ذٰلِكَ الْكِتَابُ لَا رَيْبَ فٖيهِ
هُدًى لِلْمُتَّقٖينَ
Bu kendisinden şüphe
olunmayan kitaptır. Allah’a karşı gelmekten sakınanlar için yol göstericidir.
1-
“el Kitap” kelimesi sözlükte “yazılı şey, yazı, mektup, mesaj, not, vesika ve akit gibi” manalara gelmektedir. Kur’ân-ı
Kerim de ise sözlük anlamı dışında toplam 245 yerde Kur’ân, Tevrat ve Levh-i Mahfuz anlamlarında kullanılmıştır.

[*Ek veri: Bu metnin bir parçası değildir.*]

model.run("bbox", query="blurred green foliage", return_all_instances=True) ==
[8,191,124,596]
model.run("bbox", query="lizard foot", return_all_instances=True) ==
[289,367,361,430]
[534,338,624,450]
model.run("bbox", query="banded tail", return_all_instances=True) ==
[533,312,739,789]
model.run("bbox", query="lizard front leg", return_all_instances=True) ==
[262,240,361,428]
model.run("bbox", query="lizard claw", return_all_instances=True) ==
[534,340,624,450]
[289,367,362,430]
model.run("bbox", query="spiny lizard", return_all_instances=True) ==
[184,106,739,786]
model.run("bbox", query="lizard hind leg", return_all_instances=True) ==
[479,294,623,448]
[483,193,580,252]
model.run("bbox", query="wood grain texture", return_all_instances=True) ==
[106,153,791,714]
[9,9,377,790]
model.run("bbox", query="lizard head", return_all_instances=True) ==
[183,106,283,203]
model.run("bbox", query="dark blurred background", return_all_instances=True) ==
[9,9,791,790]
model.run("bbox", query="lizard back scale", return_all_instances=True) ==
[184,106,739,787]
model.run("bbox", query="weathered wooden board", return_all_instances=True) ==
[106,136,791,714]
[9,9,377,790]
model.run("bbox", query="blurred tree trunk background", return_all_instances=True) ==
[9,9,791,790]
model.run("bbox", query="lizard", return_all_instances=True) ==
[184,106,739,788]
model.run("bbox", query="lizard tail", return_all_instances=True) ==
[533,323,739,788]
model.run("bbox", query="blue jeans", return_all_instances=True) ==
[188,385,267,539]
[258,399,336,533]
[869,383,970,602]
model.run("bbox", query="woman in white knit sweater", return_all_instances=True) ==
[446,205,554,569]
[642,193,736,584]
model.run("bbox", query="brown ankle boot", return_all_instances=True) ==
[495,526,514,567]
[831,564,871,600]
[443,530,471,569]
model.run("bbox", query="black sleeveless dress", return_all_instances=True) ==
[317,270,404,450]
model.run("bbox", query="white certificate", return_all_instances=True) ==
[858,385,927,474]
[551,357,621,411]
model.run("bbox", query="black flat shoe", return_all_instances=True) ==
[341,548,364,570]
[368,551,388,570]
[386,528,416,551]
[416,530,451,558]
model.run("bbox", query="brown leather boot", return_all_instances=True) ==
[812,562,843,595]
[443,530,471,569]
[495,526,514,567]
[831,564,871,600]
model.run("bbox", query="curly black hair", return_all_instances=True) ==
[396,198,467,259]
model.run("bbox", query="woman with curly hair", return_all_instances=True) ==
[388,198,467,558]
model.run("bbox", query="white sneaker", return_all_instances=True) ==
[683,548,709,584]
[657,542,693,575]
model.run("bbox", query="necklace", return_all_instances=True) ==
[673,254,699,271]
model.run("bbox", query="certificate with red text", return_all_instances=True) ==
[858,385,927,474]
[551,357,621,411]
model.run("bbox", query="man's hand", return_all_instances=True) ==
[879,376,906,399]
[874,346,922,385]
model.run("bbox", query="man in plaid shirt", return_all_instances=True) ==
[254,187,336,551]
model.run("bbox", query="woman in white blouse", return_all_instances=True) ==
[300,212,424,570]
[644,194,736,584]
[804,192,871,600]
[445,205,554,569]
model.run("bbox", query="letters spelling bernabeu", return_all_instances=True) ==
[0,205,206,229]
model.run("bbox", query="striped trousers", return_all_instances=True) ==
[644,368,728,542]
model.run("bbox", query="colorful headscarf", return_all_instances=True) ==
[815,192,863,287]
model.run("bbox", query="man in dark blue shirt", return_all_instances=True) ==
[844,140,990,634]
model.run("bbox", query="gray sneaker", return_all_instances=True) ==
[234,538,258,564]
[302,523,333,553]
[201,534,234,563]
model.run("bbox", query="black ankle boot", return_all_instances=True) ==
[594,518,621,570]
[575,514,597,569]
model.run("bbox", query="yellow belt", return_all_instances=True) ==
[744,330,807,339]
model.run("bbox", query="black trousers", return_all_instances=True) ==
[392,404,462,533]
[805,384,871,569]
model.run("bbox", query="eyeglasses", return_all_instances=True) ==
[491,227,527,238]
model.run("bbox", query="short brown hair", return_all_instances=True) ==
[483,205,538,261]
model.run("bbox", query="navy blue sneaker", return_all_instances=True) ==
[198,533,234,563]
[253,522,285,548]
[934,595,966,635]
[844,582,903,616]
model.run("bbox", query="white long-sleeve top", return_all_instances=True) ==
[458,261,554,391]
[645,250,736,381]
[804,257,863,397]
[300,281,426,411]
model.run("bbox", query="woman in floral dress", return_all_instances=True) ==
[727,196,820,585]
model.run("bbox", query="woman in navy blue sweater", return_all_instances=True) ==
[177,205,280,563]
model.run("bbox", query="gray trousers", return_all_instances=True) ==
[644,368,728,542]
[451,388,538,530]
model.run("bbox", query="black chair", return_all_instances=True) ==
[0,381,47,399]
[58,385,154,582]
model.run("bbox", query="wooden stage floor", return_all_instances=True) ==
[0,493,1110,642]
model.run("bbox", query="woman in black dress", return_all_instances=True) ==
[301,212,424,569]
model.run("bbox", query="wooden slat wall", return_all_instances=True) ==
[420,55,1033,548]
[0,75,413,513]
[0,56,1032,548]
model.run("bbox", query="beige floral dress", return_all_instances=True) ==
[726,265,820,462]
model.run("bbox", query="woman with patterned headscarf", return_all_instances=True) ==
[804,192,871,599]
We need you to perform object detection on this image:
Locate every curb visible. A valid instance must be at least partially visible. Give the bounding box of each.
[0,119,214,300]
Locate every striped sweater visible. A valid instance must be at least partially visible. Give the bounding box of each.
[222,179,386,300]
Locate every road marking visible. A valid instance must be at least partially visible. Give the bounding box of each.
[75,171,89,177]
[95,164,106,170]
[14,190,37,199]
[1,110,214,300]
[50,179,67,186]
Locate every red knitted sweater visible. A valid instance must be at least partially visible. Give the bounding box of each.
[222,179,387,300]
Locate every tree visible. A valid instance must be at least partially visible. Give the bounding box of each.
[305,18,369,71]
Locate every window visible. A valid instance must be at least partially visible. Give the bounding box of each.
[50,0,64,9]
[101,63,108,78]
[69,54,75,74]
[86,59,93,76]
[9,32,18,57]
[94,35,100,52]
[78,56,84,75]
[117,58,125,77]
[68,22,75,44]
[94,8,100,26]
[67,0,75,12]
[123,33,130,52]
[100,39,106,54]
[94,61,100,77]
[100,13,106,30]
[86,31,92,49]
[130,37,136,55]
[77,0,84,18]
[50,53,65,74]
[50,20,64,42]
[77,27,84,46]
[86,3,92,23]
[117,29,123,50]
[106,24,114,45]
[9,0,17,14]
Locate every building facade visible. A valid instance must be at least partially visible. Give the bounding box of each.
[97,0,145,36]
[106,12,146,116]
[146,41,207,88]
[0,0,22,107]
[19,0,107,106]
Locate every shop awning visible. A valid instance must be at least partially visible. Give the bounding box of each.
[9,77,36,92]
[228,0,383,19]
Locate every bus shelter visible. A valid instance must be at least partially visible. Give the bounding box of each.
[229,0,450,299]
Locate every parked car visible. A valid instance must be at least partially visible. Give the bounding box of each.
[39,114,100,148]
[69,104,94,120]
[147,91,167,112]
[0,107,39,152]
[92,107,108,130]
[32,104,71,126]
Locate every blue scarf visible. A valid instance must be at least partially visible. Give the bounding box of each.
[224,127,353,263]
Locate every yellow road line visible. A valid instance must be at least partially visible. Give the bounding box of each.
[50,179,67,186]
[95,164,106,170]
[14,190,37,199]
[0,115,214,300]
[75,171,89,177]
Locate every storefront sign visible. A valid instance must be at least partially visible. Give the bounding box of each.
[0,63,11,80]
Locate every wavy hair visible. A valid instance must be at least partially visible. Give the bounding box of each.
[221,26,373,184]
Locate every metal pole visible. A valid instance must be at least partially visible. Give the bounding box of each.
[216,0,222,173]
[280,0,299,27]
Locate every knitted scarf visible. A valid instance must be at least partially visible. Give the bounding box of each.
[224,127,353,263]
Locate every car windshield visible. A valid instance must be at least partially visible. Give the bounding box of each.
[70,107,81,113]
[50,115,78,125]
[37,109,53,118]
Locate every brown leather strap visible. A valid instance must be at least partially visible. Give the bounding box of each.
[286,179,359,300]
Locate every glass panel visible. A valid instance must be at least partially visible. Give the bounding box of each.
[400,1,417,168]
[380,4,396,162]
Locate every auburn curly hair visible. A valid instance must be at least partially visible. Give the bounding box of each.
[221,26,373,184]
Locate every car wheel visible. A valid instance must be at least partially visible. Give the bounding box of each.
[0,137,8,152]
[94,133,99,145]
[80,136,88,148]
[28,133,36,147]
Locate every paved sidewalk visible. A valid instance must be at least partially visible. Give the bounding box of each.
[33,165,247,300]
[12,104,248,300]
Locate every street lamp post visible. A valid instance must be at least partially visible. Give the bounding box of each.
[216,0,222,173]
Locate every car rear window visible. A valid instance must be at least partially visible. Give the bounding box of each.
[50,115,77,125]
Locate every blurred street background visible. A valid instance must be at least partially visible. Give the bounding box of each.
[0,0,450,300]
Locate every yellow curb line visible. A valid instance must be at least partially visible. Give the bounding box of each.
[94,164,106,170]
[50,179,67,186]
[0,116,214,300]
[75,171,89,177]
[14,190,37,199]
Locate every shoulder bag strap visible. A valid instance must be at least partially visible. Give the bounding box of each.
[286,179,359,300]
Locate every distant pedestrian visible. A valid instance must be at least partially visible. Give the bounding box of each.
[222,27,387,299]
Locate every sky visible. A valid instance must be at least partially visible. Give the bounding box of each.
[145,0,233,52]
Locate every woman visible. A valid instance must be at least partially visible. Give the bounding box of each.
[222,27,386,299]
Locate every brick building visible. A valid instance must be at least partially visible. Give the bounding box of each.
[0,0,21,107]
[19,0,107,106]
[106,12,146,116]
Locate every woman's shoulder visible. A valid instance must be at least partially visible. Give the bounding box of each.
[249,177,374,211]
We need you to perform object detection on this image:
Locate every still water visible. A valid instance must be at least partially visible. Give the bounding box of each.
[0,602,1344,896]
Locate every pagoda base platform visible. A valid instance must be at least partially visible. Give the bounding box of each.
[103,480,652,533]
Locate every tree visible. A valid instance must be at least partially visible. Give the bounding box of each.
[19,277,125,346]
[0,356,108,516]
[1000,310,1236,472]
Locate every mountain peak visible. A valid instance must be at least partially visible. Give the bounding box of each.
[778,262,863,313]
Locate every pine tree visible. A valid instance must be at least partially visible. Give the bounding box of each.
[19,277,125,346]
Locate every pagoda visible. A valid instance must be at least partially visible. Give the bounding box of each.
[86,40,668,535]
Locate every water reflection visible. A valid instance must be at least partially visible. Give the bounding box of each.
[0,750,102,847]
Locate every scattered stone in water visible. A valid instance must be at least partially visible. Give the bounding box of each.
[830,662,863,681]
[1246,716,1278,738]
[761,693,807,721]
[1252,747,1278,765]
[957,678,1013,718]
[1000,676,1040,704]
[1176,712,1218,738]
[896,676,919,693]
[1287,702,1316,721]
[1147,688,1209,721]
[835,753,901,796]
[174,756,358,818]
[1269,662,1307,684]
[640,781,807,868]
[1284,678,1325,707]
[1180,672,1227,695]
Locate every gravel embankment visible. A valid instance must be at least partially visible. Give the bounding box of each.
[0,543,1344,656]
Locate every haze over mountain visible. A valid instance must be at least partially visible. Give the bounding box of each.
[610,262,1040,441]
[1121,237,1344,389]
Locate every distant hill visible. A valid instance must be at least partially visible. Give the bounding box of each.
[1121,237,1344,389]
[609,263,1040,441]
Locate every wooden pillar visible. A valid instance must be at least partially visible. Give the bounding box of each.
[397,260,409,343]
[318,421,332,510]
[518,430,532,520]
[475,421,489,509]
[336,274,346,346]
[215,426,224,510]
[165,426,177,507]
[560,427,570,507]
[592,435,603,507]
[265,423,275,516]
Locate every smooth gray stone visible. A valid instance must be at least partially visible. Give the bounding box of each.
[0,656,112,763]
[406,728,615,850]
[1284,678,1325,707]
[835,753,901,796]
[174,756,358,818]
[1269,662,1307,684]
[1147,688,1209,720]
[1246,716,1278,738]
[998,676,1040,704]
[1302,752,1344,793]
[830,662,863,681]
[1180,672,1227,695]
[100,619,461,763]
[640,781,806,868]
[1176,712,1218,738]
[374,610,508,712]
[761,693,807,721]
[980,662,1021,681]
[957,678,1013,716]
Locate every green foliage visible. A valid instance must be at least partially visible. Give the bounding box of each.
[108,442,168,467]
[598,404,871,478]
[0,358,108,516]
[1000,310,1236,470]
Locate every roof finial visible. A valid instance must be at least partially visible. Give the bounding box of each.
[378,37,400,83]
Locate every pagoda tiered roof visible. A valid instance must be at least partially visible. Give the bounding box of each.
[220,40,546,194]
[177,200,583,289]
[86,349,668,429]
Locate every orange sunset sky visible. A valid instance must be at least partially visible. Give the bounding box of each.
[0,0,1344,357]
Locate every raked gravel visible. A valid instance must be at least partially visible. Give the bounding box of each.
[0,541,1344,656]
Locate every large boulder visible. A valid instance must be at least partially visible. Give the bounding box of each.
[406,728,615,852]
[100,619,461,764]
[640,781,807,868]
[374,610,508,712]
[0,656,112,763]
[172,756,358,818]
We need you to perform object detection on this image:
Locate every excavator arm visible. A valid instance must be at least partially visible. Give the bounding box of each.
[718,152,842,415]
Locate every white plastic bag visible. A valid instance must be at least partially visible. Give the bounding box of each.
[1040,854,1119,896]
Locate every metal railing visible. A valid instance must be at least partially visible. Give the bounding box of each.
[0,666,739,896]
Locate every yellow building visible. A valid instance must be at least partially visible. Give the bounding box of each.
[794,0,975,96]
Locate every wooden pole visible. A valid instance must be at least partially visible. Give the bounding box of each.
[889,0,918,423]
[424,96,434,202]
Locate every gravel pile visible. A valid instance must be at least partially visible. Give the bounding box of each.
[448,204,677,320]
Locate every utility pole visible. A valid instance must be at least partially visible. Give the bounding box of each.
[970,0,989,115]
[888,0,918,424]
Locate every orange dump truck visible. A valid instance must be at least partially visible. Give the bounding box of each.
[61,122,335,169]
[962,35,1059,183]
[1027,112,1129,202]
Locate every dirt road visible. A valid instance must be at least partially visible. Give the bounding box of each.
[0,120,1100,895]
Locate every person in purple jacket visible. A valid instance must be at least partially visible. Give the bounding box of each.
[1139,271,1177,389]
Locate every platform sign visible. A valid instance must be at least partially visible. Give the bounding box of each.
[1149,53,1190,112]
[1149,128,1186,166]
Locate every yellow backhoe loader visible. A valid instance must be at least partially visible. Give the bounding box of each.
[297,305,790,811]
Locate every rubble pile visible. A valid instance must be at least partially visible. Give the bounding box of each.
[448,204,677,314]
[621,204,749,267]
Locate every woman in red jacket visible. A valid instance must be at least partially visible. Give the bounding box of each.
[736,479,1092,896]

Ayrıca bu kelime, Kur’ân’ın diğer
isimlerinden olup burada da Kur’ân manasında kullanılmıştır.
2-
Bu ayette dikkati çeken başka bir hususta
şudur; Allah, Bakara Suresinin nüzul zamanını dikkate
aldığımızda tamamlanmamış metnine kitap diye hitap etmiştir. Zemahşeri bunun sebebini şöyle
açıklamaktadır; Allah tamamını indirmeyi vaat etmesi sebebiyle henüz
tamamlanmamış vahyi için bu ifadeyi kullanmıştır.
3-
Ayette geçen “لَا
رَيْبَ فٖيهِ” ifadesi hem söz konusu vahyin
Allah’tan geldiği hususunda hem de takva sahibi kimseler için rehber olduğu
hususunda muhtemel şüpheleri ortadan kaldırmıştır.
4-
Ayette geçen takva sahipleri ise nefsini günaha götüren şeylerden koruyan ve Allah’ın emir ve
yasaklarına karşı gelmekten sakınan manasına gelmektedir. Bu kimseler Kur’ân’ı hayatında düstur edinirler.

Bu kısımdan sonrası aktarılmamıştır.